The New Era - All about Sweet Home since 1929

From Our Files (Nov. 24, 2021)


November 24, 2021

Nov. 25, 1971

Nearly 600 people showed up to the public hearing concerning the designation of the South Santiam as a Scenic Waterway, forcing the meeting to be moved to the junior high school gym.

Sweet Home area residents joined together to fight off the “intruders” from Corvallis and Eugene who spoke out strongly in favor of saving the river in its “natural state for future generations.”

Local residents based their arguments against the proposal on economics, while proponents based their arguments on aesthetics. Logging industries said the proposal would handicap their operations, while others said the proposal could put a stop to the construction of Cascadia Dam.

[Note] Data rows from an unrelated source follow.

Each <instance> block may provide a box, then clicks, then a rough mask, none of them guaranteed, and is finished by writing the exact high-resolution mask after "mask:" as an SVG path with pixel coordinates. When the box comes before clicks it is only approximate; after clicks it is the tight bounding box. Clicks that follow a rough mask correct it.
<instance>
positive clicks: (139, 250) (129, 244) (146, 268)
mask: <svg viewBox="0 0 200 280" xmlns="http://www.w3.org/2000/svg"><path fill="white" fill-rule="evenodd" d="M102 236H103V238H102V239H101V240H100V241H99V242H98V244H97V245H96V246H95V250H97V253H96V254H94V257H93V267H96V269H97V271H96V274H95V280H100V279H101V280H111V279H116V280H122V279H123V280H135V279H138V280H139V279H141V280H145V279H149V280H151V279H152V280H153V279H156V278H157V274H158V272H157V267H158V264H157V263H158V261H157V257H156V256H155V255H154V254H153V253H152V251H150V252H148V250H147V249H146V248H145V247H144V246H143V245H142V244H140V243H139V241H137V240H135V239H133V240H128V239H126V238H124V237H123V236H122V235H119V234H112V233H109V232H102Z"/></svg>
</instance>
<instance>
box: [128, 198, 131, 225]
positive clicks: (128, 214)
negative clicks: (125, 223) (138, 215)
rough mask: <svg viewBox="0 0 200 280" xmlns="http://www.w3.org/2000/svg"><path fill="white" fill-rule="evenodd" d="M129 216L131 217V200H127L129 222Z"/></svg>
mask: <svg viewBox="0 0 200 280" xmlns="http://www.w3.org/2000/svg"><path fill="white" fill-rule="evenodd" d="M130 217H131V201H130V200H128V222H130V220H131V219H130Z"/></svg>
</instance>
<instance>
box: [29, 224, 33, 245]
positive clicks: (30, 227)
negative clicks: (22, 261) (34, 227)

Some people from Jefferson said the dam is needed to help control floods in that town. Even the chairman of the Santiam Fish and Game Association said the dam would be a “wise use of our natural resources” and help the water quality of the whole system.

In addition to Sierra Club members and other Corvallis residents speaking in favor of the designation, one local resident expressed favor, and one long-haired resident of Cascadia gave the shortest testimony by stating: “I don’t want anybody at Cascadia.”

Diane Dresler, a 15-year-old 4-H junior leader, won first place in an essay contest sponsored by the Northwest Brown Swiss Dairy Association Inc.

Diane has been a member of the 4-H Lively Livestock Club, led by Eldon Moffat and Jack Wheeler.

Nov. 13, 1996

The city’s proposed $1.9 million tax base failed, leaving Sweet Home officials looking for ways to cut back on spending. The tax base for next year’s budget will be $293,750. Serial levies that end next summer include budgeting for emergency services and the library.

Also hanging heavy over the city is the passage of Measure 47, which rolls property value assessments back to 1994 levels, or 1995 levels minus 10 percent, whichever is less. In order to fund the police department, fire department and library, the city needs to pass a serial levy next spring.

The River of Life Fellowship has spent almost two months now in its new, and first, building.

The Mennonite church, which started as a group of 25 persons meeting in homes for Bible study, has grown to about 120 attending meetings at the Seventh-Day Adventist Church building on Old Holley Road.